What does compassionate ABA mean here?

ABA stands for Applied Behaviour Analysis. At Kind Behaviour, compassionate ABA means using behaviour science to understand patterns while treating the child, youth, and family with dignity, respect, and care. The goal is practical support, not judgment.

What if our situation feels complicated?

That is often when behavioural consultation is most useful. Families may be dealing with more than one concern at once: behaviour, safety, routines, communication, emotional regulation, school stress, aide support, or family exhaustion. We help sort through what is happening and decide where support should start.

How often does support happen?

Frequency depends on the concern, the family's goals, the level of support needed, and the service arrangement. Some families need short-term consultation and planning. Others need more regular observation, caregiver or aide guidance, progress review, and plan adjustments over time.

What happens in the first few sessions?

Early sessions usually focus on understanding the concern, listening to the people involved, observing routines or situations where support is needed, and identifying what should be addressed first. Detailed strategies are built after there is enough information to make the plan useful.

What if behaviour feels unsafe?

Kind Behaviour can support planning for safety concerns, risk reduction, prevention strategies, replacement skills, and clearer support for caregivers or aides. We are not an emergency or crisis-response service. If there is immediate danger, families should use emergency or urgent supports.

What if we already have a plan and it is not working?

That can happen. A plan may be too hard to use, unclear, inconsistent across people or settings, or no longer matched to what the child needs.
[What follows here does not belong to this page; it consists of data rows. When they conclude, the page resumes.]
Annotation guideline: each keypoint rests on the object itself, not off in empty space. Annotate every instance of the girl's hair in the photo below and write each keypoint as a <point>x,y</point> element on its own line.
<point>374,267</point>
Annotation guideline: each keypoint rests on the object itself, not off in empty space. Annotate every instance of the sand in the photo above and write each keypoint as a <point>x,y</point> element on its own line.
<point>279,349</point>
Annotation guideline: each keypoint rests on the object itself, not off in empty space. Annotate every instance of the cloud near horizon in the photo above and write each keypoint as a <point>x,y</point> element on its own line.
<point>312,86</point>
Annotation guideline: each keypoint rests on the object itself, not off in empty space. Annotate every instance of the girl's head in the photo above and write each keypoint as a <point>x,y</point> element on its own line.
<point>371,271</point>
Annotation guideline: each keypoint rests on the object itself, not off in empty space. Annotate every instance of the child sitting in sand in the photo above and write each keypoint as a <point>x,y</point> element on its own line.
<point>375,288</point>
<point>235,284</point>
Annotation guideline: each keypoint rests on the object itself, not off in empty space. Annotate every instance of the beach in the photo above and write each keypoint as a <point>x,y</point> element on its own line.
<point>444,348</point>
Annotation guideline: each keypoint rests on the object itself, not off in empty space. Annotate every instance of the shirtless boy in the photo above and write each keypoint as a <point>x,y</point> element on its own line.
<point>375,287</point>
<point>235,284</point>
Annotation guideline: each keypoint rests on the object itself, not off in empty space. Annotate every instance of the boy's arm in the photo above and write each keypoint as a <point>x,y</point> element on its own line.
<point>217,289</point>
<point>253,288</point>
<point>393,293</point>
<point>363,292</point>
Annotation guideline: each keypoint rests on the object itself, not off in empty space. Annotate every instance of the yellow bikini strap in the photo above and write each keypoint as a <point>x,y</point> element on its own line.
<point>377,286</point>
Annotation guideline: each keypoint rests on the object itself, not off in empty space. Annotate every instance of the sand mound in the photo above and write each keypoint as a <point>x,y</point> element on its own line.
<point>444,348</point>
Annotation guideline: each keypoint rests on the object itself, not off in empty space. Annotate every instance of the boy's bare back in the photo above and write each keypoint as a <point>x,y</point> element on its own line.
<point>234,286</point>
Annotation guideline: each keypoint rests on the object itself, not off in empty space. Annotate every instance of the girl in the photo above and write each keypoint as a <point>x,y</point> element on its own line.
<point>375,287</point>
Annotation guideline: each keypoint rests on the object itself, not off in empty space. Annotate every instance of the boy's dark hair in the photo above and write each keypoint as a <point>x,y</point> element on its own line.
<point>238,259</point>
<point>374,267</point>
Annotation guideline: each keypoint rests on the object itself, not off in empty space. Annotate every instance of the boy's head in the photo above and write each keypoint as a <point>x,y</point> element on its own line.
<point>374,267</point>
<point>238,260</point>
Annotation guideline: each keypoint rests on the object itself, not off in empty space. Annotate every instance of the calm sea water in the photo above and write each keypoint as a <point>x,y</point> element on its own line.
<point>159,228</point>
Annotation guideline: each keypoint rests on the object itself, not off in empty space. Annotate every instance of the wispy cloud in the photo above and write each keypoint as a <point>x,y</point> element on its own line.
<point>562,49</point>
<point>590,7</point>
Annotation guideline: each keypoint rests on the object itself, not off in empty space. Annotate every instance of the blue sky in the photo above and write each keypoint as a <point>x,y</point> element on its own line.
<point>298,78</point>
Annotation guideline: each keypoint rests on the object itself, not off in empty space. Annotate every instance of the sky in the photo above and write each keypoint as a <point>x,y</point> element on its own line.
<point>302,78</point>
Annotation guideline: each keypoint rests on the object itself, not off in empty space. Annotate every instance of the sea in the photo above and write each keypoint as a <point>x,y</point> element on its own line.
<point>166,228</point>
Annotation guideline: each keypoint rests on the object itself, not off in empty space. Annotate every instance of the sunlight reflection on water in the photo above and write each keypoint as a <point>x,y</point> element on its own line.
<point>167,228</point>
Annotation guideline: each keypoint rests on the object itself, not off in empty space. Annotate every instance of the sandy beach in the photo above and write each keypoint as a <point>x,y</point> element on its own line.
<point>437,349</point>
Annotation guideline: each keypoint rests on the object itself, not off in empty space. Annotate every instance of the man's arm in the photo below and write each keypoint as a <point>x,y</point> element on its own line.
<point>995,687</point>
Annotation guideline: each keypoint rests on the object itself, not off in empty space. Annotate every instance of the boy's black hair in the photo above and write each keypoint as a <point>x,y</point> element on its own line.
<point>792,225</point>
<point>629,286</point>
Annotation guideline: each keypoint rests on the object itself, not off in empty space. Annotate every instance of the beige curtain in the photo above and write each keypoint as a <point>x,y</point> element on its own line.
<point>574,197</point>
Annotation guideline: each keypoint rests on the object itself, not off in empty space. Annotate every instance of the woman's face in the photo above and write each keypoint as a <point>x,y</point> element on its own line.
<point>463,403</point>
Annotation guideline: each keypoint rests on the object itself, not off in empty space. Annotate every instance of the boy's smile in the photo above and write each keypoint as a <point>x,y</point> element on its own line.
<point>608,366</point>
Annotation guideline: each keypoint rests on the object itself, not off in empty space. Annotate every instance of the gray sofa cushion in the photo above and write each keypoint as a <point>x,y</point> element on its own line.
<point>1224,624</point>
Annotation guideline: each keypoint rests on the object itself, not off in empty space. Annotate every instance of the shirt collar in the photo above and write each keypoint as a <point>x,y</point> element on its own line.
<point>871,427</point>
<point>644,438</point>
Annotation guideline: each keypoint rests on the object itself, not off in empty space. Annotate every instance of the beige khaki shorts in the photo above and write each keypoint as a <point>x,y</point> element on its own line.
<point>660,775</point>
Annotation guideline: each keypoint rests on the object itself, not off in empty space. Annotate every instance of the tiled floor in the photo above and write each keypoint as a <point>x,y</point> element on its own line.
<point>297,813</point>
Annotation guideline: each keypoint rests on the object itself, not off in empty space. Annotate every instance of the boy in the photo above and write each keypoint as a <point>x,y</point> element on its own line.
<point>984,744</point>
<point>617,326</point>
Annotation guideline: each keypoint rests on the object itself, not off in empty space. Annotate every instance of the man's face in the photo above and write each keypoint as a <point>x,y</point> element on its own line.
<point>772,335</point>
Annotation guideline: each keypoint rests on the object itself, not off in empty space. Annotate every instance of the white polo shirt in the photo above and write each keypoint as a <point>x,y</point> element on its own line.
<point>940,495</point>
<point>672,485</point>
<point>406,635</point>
We can review what is happening, what has already been tried, and what may need to change.

Can you work with caregivers, aides, and school teams?

Yes, when appropriate. Support often works better when the people around the child understand the same goals, strategies, and communication plan. We can support caregivers and aides, and collaborate with school teams or other professionals when it helps the family.

Can Kind Behaviour support families using FSCD or private funding?

Some Calgary families contact Kind Behaviour while using FSCD or private funding. We can discuss behavioural consultation, parent guidance, aide guidance, goals, strategies, and progress tracking where applicable. FSCD eligibility, funding approval, and coverage decisions remain with FSCD.